Itasca delays Haymarket hearing, citing lack of venue space

  • Itasca Mayor Jeff Pruyn says the village hasn't been able to find a venue large enough to hold a public hearing on Haymarket Center's plans to open an addiction treatment center in Itasca.

    Itasca Mayor Jeff Pruyn says the village hasn't been able to find a venue large enough to hold a public hearing on Haymarket Center's plans to open an addiction treatment center in Itasca.

 
 
Updated 9/25/2019 6:01 PM

A public hearing on a plan to open an addiction treatment facility in Itasca is being delayed again, this time because village officials say they can't find a venue large enough to hold the expected crowd.

In a letter to residents dated Wednesday, Mayor Jeff Pruyn said staff members have been "working nonstop to try and find a venue that would fit approximately 2,000 people, and that would be close for our residents" for the scheduled plan commission hearing on the Haymarket Center proposal. "While we are actively having discussions with a few places, village staff is unable to secure a large enough venue in time to post an Oct. 2 meeting agenda."

 

He said the village's goal is to conduct the hearing as soon as possible.

The village originally planned to hold its first hearing on the Haymarket plan on Sept. 18 at Peacock Middle School, but had to cancel it before it even began when more than 3,000 people jammed the gymnasium and cafeteria and hundreds of others couldn't get inside. The crowd represented about 17% of the village's population.

Chicago-based Haymarket wants to open a 200-bed drug and alcohol treatment center in what is now a Holiday Inn along Irving Park Road.

Almost 100 people died from drug overdoses last year in DuPage County and nearly 2,000 residents from DuPage and other collar counties were patients at Haymarket clinics from 2017 to 2018.

Haymarket officials say they're dedicated to providing lifesaving care in the community.

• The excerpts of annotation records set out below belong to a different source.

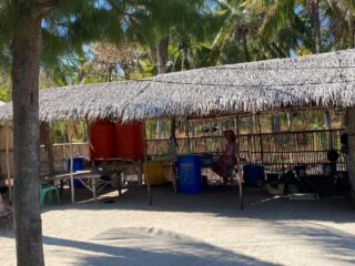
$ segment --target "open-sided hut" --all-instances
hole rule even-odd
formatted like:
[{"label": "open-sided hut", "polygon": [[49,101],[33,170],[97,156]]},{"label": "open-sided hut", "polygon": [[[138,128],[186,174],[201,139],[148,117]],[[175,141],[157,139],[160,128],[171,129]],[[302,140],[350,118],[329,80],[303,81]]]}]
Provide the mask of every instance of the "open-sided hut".
[{"label": "open-sided hut", "polygon": [[[331,108],[353,112],[354,69],[355,50],[345,50],[197,69],[141,81],[50,89],[40,93],[40,120],[129,122]],[[7,104],[0,110],[0,121],[11,121],[11,109]],[[353,143],[353,132],[348,136]],[[349,149],[349,157],[354,154],[355,150]],[[349,166],[354,181],[354,166]]]}]

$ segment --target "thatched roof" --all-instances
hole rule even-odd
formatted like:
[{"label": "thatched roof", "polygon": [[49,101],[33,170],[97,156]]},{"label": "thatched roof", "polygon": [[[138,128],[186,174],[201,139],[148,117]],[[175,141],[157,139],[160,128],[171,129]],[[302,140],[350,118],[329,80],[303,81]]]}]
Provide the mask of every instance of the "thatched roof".
[{"label": "thatched roof", "polygon": [[[40,92],[40,120],[124,121],[355,105],[355,50]],[[0,121],[12,105],[0,108]]]},{"label": "thatched roof", "polygon": [[158,75],[124,120],[355,105],[355,50]]},{"label": "thatched roof", "polygon": [[[40,120],[120,120],[124,109],[149,83],[112,82],[40,91]],[[12,120],[12,103],[0,108],[0,121]]]}]

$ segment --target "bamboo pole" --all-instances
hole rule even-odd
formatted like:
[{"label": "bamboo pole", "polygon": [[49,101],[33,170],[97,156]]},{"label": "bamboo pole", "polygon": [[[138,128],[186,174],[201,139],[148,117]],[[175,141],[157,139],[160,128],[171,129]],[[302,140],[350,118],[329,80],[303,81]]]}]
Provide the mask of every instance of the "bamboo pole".
[{"label": "bamboo pole", "polygon": [[71,203],[75,203],[75,191],[74,191],[74,176],[73,176],[73,168],[74,168],[74,152],[73,152],[73,144],[71,140],[71,127],[69,122],[67,123],[67,133],[68,133],[68,141],[70,147],[70,190],[71,190]]},{"label": "bamboo pole", "polygon": [[12,182],[11,182],[11,170],[10,170],[10,154],[9,154],[9,142],[10,142],[10,125],[6,125],[6,131],[7,131],[7,151],[6,151],[6,155],[7,155],[7,173],[8,173],[8,186],[9,186],[9,198],[10,202],[12,202],[13,198],[13,194],[12,194]]},{"label": "bamboo pole", "polygon": [[153,205],[153,195],[152,195],[151,183],[150,183],[150,177],[149,177],[145,122],[143,123],[143,144],[144,144],[144,164],[145,164],[145,170],[146,170],[146,171],[144,171],[144,180],[146,182],[149,205]]},{"label": "bamboo pole", "polygon": [[48,156],[48,171],[49,174],[52,175],[54,173],[54,150],[53,150],[53,132],[52,132],[52,126],[50,123],[47,124],[45,126],[47,130],[47,156]]}]

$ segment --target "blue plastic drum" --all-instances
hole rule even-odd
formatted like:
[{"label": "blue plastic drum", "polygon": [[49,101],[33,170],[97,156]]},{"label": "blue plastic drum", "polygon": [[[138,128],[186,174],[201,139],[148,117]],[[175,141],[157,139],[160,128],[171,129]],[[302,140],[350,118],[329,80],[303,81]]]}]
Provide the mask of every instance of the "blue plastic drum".
[{"label": "blue plastic drum", "polygon": [[[70,172],[70,165],[71,165],[71,160],[68,160],[67,167],[68,172]],[[73,158],[73,172],[84,170],[84,161],[82,157],[74,157]],[[74,178],[74,187],[80,188],[83,187],[81,182],[79,180]]]},{"label": "blue plastic drum", "polygon": [[262,165],[246,164],[243,167],[246,186],[262,186],[265,182],[265,168]]},{"label": "blue plastic drum", "polygon": [[179,193],[194,195],[202,192],[201,160],[197,155],[178,157]]}]

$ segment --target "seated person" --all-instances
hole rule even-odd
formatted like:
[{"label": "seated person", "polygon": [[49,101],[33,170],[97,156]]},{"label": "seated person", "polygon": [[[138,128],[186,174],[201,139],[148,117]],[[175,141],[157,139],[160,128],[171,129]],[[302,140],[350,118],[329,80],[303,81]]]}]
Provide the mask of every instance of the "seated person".
[{"label": "seated person", "polygon": [[223,184],[226,185],[229,181],[232,182],[233,168],[236,163],[236,135],[232,130],[224,131],[223,135],[226,139],[225,149],[212,170],[223,178]]}]

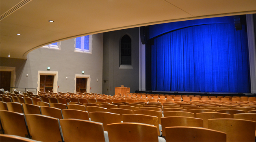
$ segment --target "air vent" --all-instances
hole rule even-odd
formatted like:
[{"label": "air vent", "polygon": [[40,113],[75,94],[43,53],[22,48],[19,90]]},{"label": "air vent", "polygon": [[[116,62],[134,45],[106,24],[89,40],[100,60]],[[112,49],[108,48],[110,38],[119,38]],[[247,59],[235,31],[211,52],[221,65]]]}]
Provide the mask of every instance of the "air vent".
[{"label": "air vent", "polygon": [[0,17],[0,21],[3,19],[4,18],[7,17],[9,15],[12,13],[14,11],[16,11],[18,9],[22,7],[25,4],[26,4],[28,2],[30,2],[32,0],[22,0],[17,4],[16,4],[11,9],[9,9],[9,11],[6,11],[3,14],[1,17]]}]

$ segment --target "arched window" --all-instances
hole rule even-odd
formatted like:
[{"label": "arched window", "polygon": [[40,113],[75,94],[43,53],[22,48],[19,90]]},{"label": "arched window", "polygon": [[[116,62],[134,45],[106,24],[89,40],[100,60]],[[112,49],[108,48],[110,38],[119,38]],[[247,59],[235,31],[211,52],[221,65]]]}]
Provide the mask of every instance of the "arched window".
[{"label": "arched window", "polygon": [[120,65],[132,65],[132,40],[127,34],[121,39]]}]

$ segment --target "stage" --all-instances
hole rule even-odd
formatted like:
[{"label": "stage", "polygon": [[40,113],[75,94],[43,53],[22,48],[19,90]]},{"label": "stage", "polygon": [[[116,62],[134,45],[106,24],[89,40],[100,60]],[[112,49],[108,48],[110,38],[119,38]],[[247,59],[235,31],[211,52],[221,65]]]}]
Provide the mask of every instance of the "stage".
[{"label": "stage", "polygon": [[135,91],[136,93],[152,94],[163,95],[201,95],[214,96],[247,96],[248,97],[256,97],[256,94],[249,93],[224,93],[224,92],[186,92],[186,91]]}]

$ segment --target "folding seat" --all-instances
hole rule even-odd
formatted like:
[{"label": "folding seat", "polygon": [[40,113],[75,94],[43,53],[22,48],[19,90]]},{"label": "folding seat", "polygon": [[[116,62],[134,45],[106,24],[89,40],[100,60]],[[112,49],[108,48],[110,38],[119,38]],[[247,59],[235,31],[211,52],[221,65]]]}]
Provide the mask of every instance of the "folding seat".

But their proposal has met with staunch opposition from a large segment of village residents who say the proposed facility is too big for Itasca, would overwhelm the village's ability to provide ambulance and other municipal services, would cost the village tax money from closing the hotel; and is too close to homes and amenities such as the municipal swimming pool.

Residents don't deny such a facility is needed in DuPage, but say it would better serve the area if it was more centrally located and in a larger community.

Pruyn had expressed frustration during his Tuesday State of the Village address with the difficulties officials are having in finding a venue large enough to host what's expected to be a series of hearings.